Thanks to everyone for the emails and comments about my most recent op-ed in the New York Times Disunion column. Yesterday I took some time to catch up on some old posts. What I value most about the Disunion site is its continued emphasis on introducing top-notch scholarship to a broad general audience. Anyone who follows this column from its beginning through to 2015 will surely walk away with a firm grounding in Civil War history. A few readers have suggested that the best articles ought to be collected in book form or in some other format and I couldn’t agree more. They make for ideal high school level readings.
In addition to the ownership by corporations, which I knew but had no idea it was apparently so extensive, it is astonishing (and appalling) that slaves could be used as collateral for loans. Thanks for another interesting and informative article in this series.
Wow, mention of corporation-owned slaves is just not in our school textbooks. How was their existance different than the agricultural/farm slaves? The Ballton’s experience would make for a fascinating film. truth can be stranger than fiction.
Wait a minute, does this mean that a substantial percentage of slaves were owned by corporations? All my life I have never heard of slaves owned by anyone but individuals. By families. What was it like to be owned by a corporation? Were the enslaved on average treated the same, better, or worse? Are there any corporate equivalents to the stories of slaves who chose to take care of their owners possessions when Union troops appeared?
I love the sense of surprise that comes through in their responses. For most people history is made up of a set of stories, some of which are more closely guarded than others or are more popular within a certain community. Depending on when and how these stories are learned can determine the response to the introduction of new information. In the case of the Civil War era many people want nothing more than to hear the same stories told well. In this case the reaction to new interpretations is often accompanied by a defensive or dismissive posture.

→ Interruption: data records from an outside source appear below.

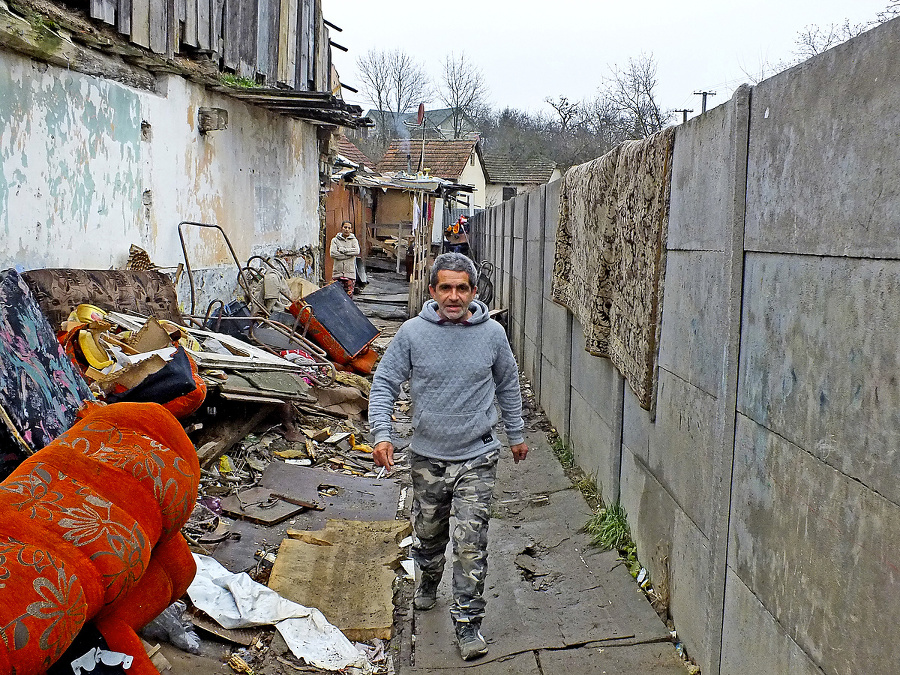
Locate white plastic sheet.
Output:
[188,553,372,674]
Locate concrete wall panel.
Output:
[659,251,728,397]
[569,391,619,497]
[572,320,617,426]
[622,387,656,465]
[649,369,721,533]
[719,572,822,675]
[538,358,571,438]
[666,100,736,251]
[621,448,711,672]
[728,415,900,675]
[746,19,900,258]
[738,254,900,502]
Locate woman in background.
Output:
[329,220,359,298]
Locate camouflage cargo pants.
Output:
[410,450,500,621]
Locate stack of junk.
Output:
[0,230,390,675]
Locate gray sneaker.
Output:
[413,574,441,612]
[456,621,487,661]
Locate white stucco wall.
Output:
[0,46,319,308]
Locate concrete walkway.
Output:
[399,432,687,675]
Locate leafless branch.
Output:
[438,54,487,138]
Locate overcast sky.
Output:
[323,0,888,121]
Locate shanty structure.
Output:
[378,138,487,209]
[357,108,476,140]
[484,154,562,206]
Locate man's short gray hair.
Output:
[428,253,478,288]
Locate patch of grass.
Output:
[574,473,602,510]
[584,502,641,577]
[584,502,631,551]
[221,73,259,89]
[551,436,575,469]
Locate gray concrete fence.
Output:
[473,19,900,675]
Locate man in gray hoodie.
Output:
[369,253,528,660]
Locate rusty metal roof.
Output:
[484,155,556,185]
[210,86,373,129]
[378,138,481,181]
[337,136,375,169]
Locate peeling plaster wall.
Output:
[0,51,319,308]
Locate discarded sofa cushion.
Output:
[106,346,206,418]
[0,403,200,675]
[0,270,94,478]
[23,268,182,326]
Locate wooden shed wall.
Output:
[83,0,331,91]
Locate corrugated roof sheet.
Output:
[338,136,375,169]
[484,155,556,185]
[378,139,478,181]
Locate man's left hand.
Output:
[509,443,528,464]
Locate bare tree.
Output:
[388,49,431,123]
[544,96,582,134]
[601,54,672,139]
[438,54,487,138]
[878,0,900,23]
[356,49,391,143]
[356,49,431,141]
[790,19,872,59]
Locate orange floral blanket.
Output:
[0,403,200,675]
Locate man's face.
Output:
[428,270,475,321]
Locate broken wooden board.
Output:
[195,402,277,468]
[222,487,306,526]
[269,520,412,642]
[185,609,259,647]
[214,461,400,572]
[259,461,400,522]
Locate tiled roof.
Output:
[338,136,375,169]
[378,138,478,181]
[484,155,556,185]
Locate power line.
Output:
[694,91,716,115]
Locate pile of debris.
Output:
[2,256,411,673]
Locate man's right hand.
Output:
[372,441,394,471]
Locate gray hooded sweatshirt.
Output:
[369,300,524,461]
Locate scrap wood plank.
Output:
[196,403,276,467]
[269,520,411,641]
[187,609,259,647]
[222,487,305,526]
[131,0,150,49]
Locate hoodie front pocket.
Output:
[415,410,493,448]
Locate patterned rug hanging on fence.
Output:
[551,127,675,410]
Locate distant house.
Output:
[484,155,562,206]
[355,108,476,139]
[378,138,487,209]
[335,136,375,169]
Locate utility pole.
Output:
[694,91,716,114]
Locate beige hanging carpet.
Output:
[551,127,675,410]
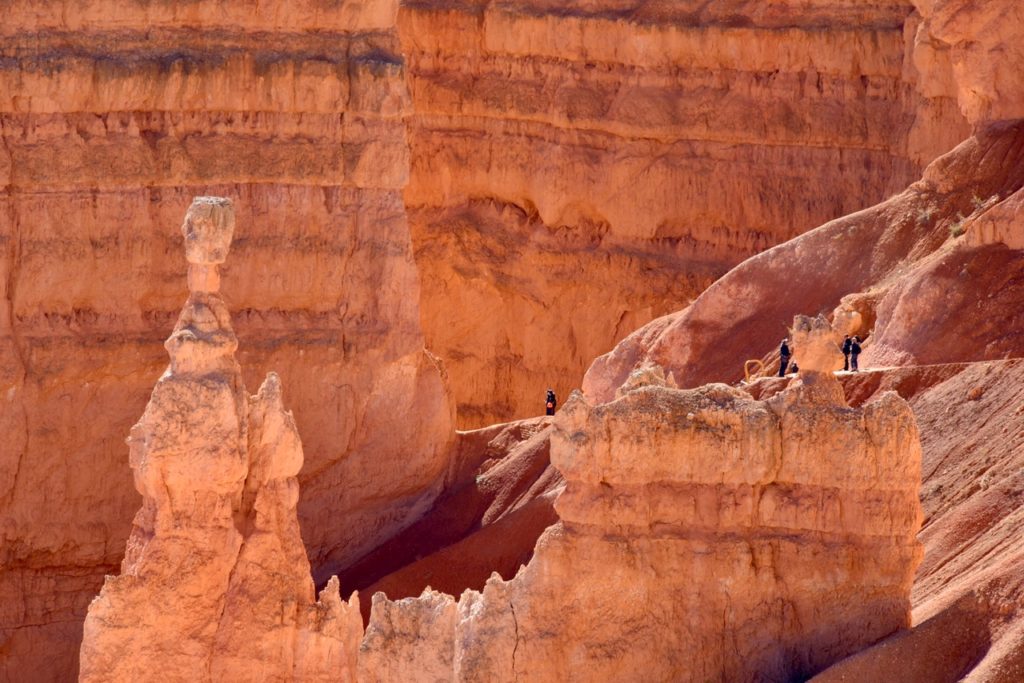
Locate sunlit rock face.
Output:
[0,0,454,681]
[80,197,362,682]
[913,0,1024,124]
[398,0,970,428]
[359,368,922,681]
[584,121,1024,401]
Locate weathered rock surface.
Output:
[913,0,1024,124]
[80,198,362,681]
[0,0,454,682]
[584,122,1024,400]
[340,417,564,618]
[359,373,921,681]
[398,0,969,427]
[749,359,1024,683]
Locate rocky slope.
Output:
[0,5,453,681]
[359,330,921,681]
[584,122,1024,400]
[748,359,1024,683]
[398,0,969,427]
[339,417,564,618]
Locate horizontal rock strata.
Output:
[0,6,453,680]
[584,122,1024,400]
[359,360,922,681]
[80,198,361,682]
[398,0,968,427]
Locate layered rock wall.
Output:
[79,198,361,681]
[584,121,1024,400]
[398,0,968,426]
[359,356,922,681]
[0,6,453,681]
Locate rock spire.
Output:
[80,197,361,681]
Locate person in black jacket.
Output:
[778,338,791,377]
[850,336,860,372]
[840,335,853,371]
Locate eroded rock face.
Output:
[584,122,1024,401]
[0,5,454,681]
[398,0,969,428]
[80,198,362,681]
[913,0,1024,124]
[359,374,922,681]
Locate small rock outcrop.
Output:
[80,197,361,681]
[359,329,922,681]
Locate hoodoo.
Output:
[74,197,361,681]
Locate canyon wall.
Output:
[398,0,969,427]
[0,0,454,681]
[359,344,922,681]
[79,197,362,682]
[584,121,1024,400]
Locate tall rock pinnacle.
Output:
[81,197,361,681]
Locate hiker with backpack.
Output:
[850,336,860,373]
[778,337,792,377]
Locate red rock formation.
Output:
[749,359,1024,683]
[0,5,454,681]
[359,339,921,680]
[913,0,1024,123]
[398,0,969,427]
[80,198,361,681]
[584,122,1024,400]
[340,417,564,618]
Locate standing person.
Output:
[841,335,853,372]
[778,337,791,377]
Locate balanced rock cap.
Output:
[181,197,234,265]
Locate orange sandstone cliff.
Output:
[0,0,454,681]
[79,198,361,681]
[359,319,922,681]
[81,284,921,681]
[398,0,969,427]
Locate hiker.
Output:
[544,389,558,415]
[778,337,791,377]
[840,335,853,372]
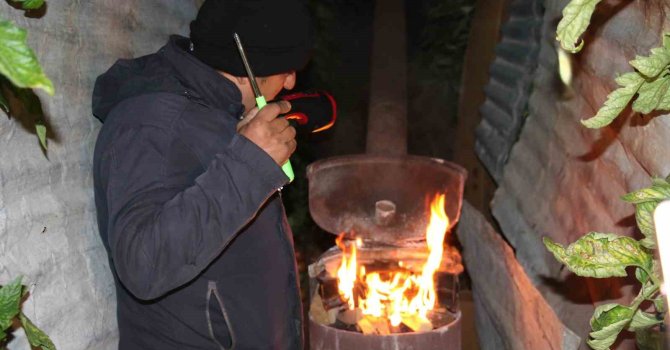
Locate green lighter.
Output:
[233,33,295,182]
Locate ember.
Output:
[316,194,460,335]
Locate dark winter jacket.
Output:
[93,36,302,350]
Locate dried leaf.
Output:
[543,232,652,278]
[581,72,645,128]
[556,0,600,53]
[0,21,54,95]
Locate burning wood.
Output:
[401,315,433,332]
[310,195,462,335]
[357,315,391,335]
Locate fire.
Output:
[336,194,449,326]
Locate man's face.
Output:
[240,72,295,112]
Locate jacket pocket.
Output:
[205,281,235,350]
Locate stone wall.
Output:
[484,0,670,348]
[0,0,200,350]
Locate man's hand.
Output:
[237,101,297,166]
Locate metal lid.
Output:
[307,155,467,243]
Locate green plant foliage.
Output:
[628,309,663,332]
[10,0,44,10]
[544,232,651,278]
[635,202,658,249]
[0,277,23,340]
[544,178,670,350]
[581,72,644,128]
[35,121,47,150]
[0,91,9,114]
[586,304,634,350]
[556,0,600,53]
[0,21,54,95]
[0,277,56,350]
[19,312,56,350]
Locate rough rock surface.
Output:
[492,0,670,349]
[0,0,200,350]
[457,202,580,350]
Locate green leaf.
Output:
[35,121,47,150]
[543,232,651,278]
[556,0,600,53]
[630,46,670,78]
[11,0,44,10]
[0,21,54,95]
[635,201,658,249]
[19,312,56,350]
[621,185,670,204]
[581,72,645,129]
[635,267,649,284]
[0,90,9,115]
[586,304,633,350]
[633,77,670,114]
[654,295,666,315]
[628,309,663,332]
[0,276,23,331]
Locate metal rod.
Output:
[233,33,262,98]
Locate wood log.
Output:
[357,315,391,335]
[337,308,363,325]
[401,315,433,332]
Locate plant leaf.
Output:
[11,0,44,10]
[586,304,633,350]
[635,201,658,249]
[19,312,56,350]
[35,121,47,151]
[0,21,54,95]
[630,46,670,78]
[543,232,651,278]
[581,72,645,129]
[635,267,649,284]
[0,276,23,331]
[628,309,663,332]
[633,77,670,114]
[0,90,9,115]
[621,185,670,204]
[654,295,665,315]
[556,0,600,53]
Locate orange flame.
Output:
[336,194,449,326]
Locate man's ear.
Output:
[284,71,295,90]
[235,77,249,85]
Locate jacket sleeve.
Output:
[101,127,288,300]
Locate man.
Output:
[93,0,312,350]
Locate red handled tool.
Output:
[279,91,337,134]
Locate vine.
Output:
[543,0,670,350]
[556,0,670,128]
[0,0,56,350]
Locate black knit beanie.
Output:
[191,0,314,77]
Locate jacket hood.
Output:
[92,35,244,123]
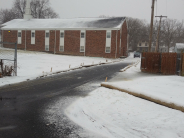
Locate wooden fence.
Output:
[181,54,184,76]
[141,52,184,75]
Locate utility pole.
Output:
[155,15,167,52]
[148,0,155,52]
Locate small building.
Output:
[1,0,128,58]
[137,40,149,52]
[1,0,128,58]
[174,43,184,53]
[1,17,127,58]
[151,46,168,53]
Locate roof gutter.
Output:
[1,28,120,30]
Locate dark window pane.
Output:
[46,33,49,37]
[61,33,64,38]
[81,33,84,38]
[107,32,111,38]
[32,33,35,37]
[18,32,21,37]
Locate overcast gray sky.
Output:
[0,0,184,22]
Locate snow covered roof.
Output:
[176,43,184,49]
[2,17,126,30]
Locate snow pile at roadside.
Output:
[0,48,119,86]
[65,88,184,138]
[102,63,184,107]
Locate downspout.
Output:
[115,30,118,58]
[54,29,56,54]
[84,29,86,56]
[25,29,26,51]
[1,30,4,47]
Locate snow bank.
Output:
[102,63,184,108]
[65,88,184,138]
[0,48,119,86]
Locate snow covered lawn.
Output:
[65,87,184,138]
[0,48,122,86]
[102,63,184,108]
[65,55,184,138]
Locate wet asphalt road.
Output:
[0,62,127,138]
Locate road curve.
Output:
[0,62,128,138]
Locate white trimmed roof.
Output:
[2,17,126,30]
[176,43,184,49]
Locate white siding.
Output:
[31,30,36,45]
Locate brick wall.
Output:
[1,30,17,48]
[121,21,128,56]
[3,22,127,58]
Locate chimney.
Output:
[24,0,32,20]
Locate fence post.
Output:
[14,42,17,76]
[180,50,184,76]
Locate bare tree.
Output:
[0,9,16,24]
[31,0,59,19]
[0,0,59,23]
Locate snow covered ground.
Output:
[65,55,184,138]
[102,63,184,108]
[0,48,122,86]
[65,87,184,138]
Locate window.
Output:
[81,32,85,38]
[107,32,111,38]
[105,47,111,53]
[59,46,64,52]
[80,46,84,52]
[31,32,35,37]
[60,32,64,38]
[46,33,49,37]
[18,32,21,37]
[45,45,49,51]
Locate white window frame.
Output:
[17,30,22,44]
[45,45,49,51]
[31,30,36,45]
[80,30,86,52]
[45,30,50,51]
[59,30,65,52]
[105,30,112,53]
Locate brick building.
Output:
[1,17,127,58]
[1,0,127,58]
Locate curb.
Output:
[36,60,123,79]
[101,83,184,112]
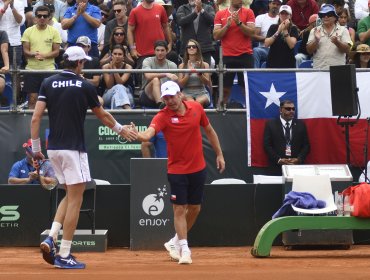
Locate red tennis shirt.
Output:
[150,101,209,174]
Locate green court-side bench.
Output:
[251,216,370,258]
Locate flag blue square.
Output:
[247,72,298,119]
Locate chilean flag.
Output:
[244,71,370,167]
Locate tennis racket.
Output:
[23,143,58,191]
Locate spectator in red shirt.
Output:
[133,81,225,264]
[127,0,172,68]
[287,0,319,30]
[213,0,255,106]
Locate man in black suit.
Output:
[263,100,310,174]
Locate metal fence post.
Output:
[217,45,225,111]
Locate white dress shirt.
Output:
[0,0,27,47]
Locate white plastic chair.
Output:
[211,178,246,185]
[292,174,337,215]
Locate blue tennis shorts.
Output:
[167,168,207,205]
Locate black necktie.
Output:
[284,122,290,143]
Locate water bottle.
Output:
[335,191,343,216]
[343,195,352,217]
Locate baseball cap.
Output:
[44,3,55,13]
[23,138,32,147]
[319,4,338,18]
[63,46,92,61]
[161,81,181,98]
[279,5,292,15]
[308,14,319,24]
[76,36,91,47]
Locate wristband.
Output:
[112,122,123,134]
[31,138,41,153]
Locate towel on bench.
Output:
[272,191,326,219]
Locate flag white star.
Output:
[260,83,286,109]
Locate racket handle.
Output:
[23,143,35,158]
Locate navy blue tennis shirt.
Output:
[38,70,100,152]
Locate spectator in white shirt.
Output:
[0,0,27,67]
[355,0,369,20]
[253,0,282,68]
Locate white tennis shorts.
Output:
[48,150,91,185]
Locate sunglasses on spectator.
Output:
[186,45,198,49]
[36,14,50,18]
[321,13,335,18]
[76,44,89,48]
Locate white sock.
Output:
[179,239,190,253]
[49,222,62,241]
[172,233,179,245]
[59,239,72,258]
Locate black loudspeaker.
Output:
[330,64,358,116]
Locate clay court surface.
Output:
[0,246,370,280]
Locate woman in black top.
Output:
[265,5,298,68]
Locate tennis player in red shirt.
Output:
[133,81,225,264]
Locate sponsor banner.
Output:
[130,158,174,250]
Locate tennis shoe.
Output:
[54,254,86,269]
[40,236,59,265]
[164,239,180,261]
[179,251,193,264]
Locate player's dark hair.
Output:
[62,53,78,69]
[35,6,50,16]
[154,40,168,51]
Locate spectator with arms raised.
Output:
[265,5,298,68]
[307,5,353,69]
[213,0,255,107]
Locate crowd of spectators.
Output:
[0,0,370,109]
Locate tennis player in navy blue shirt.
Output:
[31,46,137,269]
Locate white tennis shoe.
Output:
[179,251,193,264]
[164,239,180,261]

If we can manage to step back, however, from our own personal investment in certain stories we can appreciate and even celebrate the introduction of new information and how it effects our understanding of the past. It has the potential to challenge some of our most deeply engrained assumptions about what happened and why and new questions arise that beg for further research. In this case this brief column forces readers to step away from their popular images of slavery from “Gone With the Wind” or their high school textbooks and further assumptions about the master – slave relationship as well as the future of slavery in 1861. This is revisionist history at its best.